D'altronde in un secolo di cose ne sono capitate, qui. Voluto da Piero Pirelli, allora presidente del Milan, come impianto «all'inglese» dove far giocare i rossoneri, viene inaugurato nel 1926, con quattro tribune che sovrastano uffici, scuderie e fienili. I cavalli dove ora i vip parcheggiano le Porsche. Dopo che la Nazionale ci gioca la semifinale mondiale del 1934 viene acquistato dal Comune e poi, nel 1947, diventa anche la casa dell'Inter. È però negli anni '60, quando le squadre di Milano dominano la Coppa Campioni, che San Siro subisce una metamorfosi e da stadio diventa mito, la Scala del calcio, un luogo dell'anima per casciavit e bauscia, una specie di Atlantide in cui ogni tifoso rossonerazzurro ha vissuto momenti indissolubilmente legati con la sua storia personale. Di padre in figlio o con gli amici di una vita, a perdere la voce per un gol.

Neppure la ristrutturazione e il terzo anello aggiunto per quei Mondiali di Italia '90 (che qui si aprono con l'incornata di Omam-Biyik che regala al Camerun uno storico successo sull'Argentina campione in carica) riesce a smorzare il fascino di San Siro. E anche se chi qui tifava Rivera e Mazzola storce il naso, il restyling non spegne lo stupore quasi mistico che esplode nel cuore di chi arriva da piazzale Lotto appena vede la sua mastodontica sagoma stagliarsi all'orizzonte. Non è tanto per una questione storica, dato che è solo il quinto stadio più vecchio d'Italia per attività. Non è solo questione estetica, ché il cemento oggigiorno per qualcuno ha perso poesia. Il fatto è che non esiste uno stadio con lo stesso portato sentimentale.
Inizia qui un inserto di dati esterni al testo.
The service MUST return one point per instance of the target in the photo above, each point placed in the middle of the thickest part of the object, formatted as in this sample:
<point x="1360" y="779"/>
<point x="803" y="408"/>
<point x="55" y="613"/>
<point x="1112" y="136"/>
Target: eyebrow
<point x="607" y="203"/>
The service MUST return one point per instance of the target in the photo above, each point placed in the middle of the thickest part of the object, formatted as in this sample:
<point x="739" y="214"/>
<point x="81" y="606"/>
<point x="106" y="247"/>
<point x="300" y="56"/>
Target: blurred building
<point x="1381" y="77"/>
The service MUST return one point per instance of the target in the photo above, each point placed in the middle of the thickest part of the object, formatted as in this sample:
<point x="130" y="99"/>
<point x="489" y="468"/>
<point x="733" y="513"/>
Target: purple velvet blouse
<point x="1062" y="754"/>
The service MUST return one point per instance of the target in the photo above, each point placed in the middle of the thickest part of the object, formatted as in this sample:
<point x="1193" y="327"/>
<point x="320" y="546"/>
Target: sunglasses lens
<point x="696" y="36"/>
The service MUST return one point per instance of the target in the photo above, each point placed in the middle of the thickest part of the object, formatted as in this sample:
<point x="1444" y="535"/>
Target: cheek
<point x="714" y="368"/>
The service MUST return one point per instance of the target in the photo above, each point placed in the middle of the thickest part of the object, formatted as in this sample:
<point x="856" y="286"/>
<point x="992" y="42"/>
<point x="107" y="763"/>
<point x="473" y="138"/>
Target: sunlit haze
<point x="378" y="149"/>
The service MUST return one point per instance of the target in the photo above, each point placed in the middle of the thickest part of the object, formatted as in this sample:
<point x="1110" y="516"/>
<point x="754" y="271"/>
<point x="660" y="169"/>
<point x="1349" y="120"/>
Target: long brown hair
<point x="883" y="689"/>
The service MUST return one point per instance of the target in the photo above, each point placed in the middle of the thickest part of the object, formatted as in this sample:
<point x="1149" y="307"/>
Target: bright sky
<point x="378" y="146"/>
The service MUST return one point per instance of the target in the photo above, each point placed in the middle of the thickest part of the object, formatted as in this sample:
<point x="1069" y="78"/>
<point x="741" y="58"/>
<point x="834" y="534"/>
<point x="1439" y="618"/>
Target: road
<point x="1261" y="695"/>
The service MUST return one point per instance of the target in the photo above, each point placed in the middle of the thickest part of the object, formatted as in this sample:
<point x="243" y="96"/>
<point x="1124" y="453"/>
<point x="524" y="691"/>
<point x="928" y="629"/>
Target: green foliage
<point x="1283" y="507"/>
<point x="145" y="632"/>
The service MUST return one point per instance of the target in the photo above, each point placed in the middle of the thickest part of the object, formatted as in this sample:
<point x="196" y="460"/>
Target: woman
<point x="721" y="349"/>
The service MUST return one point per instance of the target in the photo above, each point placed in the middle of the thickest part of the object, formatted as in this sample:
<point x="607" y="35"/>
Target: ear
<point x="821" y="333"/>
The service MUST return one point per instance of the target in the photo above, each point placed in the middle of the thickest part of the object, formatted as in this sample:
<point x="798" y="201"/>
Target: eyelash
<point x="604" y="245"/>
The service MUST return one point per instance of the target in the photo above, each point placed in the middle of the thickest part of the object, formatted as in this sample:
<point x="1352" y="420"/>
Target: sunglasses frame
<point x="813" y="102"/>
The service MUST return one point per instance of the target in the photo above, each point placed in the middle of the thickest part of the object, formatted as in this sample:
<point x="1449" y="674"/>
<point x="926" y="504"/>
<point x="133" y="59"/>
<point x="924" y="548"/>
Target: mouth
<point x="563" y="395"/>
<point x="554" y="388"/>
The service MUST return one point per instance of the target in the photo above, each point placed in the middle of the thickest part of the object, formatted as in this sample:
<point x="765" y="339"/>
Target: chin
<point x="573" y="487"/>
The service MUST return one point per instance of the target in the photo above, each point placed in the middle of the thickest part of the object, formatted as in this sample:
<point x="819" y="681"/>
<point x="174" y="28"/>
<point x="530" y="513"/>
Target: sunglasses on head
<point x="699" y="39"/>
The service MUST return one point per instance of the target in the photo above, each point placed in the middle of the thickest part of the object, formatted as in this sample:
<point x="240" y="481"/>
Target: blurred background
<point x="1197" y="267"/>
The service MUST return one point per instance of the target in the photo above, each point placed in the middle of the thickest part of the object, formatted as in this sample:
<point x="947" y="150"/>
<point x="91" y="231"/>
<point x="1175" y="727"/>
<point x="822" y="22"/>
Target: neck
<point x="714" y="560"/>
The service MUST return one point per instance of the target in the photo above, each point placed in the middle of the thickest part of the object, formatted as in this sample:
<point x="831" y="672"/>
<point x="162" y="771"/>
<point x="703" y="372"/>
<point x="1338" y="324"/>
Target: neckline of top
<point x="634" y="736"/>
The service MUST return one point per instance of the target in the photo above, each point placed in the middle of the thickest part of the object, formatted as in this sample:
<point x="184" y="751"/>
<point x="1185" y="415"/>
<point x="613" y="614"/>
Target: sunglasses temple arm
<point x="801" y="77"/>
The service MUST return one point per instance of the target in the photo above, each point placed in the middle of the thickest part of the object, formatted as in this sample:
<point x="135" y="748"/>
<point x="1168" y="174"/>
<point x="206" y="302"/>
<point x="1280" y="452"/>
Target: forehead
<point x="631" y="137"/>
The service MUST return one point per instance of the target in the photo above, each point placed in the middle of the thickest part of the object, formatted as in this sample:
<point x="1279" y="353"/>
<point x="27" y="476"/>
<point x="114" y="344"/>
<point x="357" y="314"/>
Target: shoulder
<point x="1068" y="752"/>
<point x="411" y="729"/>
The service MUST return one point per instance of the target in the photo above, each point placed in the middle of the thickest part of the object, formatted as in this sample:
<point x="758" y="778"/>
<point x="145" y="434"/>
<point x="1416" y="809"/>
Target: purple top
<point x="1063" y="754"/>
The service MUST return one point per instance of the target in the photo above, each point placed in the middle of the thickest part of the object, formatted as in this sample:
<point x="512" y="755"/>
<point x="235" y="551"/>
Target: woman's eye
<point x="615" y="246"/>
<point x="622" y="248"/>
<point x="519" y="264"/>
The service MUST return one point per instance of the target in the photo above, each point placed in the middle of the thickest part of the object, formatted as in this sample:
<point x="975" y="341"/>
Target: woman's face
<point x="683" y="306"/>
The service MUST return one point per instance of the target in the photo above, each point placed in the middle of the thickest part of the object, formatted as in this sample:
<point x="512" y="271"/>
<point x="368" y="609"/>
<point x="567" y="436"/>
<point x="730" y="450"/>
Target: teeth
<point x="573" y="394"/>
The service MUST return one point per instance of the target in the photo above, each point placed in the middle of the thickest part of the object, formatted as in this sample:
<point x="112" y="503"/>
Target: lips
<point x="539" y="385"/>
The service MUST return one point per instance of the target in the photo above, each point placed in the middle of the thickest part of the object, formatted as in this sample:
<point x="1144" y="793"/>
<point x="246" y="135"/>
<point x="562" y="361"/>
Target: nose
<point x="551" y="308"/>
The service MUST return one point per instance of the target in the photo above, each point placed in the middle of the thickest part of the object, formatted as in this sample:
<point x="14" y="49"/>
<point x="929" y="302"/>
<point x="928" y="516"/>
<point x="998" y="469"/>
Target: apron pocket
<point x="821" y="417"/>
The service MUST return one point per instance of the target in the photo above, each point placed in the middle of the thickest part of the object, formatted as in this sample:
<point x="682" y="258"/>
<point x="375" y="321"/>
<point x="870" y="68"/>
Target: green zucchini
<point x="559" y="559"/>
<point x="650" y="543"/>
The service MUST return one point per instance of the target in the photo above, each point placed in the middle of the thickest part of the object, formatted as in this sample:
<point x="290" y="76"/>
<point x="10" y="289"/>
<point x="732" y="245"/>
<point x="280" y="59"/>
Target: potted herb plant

Per lo sport, certo, perché qui si sono festeggiati scudetti e si è pianto per eliminazioni e retrocessioni, si sono lanciati motorini dagli spalti e si sono perfino tifati gli All Blacks nel test match Italia-Nuova Zelanda di rugby, ma non solo per lo sport.

La musica, ad esempio, deve tanto a questo parallelepipedo che aspetta la sua demolizione. «Luci a San Siro di quella sera/ che c'è di strano siamo stati tutti là», cantava Vecchioni, rimpiangendo la sua giovinezza perduta che profumava di erba e nebbia. Ma San Siro è stato anche il palco di Vasco Rossi e dei Rolling Stones, di Bob Dylan e Michael Jackson, il «nido» di Bruce Springsteen in Italia dal primo leggendario show del 1985 e soprattutto il luogo dove in centomila arrivarono per Bob Marley nel concerto più seguito della carriera del padre del reggae. In una città in cui non si sa neppure il nome del vicino di pianerottolo e al posto delle librerie aprono pokè, San Siro è stato anche un monumento umano alla socialità.

Tutto questo finisce, come ineluttabilmente finiscono le adolescenze e le canzoni. Rimangono i ricordi, e quelli neanche un piano regolatore li può portare via. Hanno cambiato Wembley a Londra, dove Bobby Moore alzò la Coppa Rimet e Freddie Mercury tenne il concerto più da brividi della storia del rock, cambieranno anche San Siro. Lo chiedono i club, lo impone il progresso che ha il pessimo vizio di brutalizzare la nostalgia a colpi di dati economici. Non morirà nessuno, ci mancherebbe. Morirà giusto una parte di noi, quella che sente una fitta al cuore se con l'addio a un simbolo avverte lo squarcio del tempo che passa e non ritorna, quella che qui è stata giovane e - nel bene e nel male - ha vissuto capitoli di vita autentica.

Le luci a San Siro si accenderanno ancora, e forse saranno pure più scintillanti, ma se pensiamo alle ruspe, è un altro verso di Vecchioni che ci viene in mente: «Milano mia, portami via/ fa tanto freddo e schifo e non ne posso più».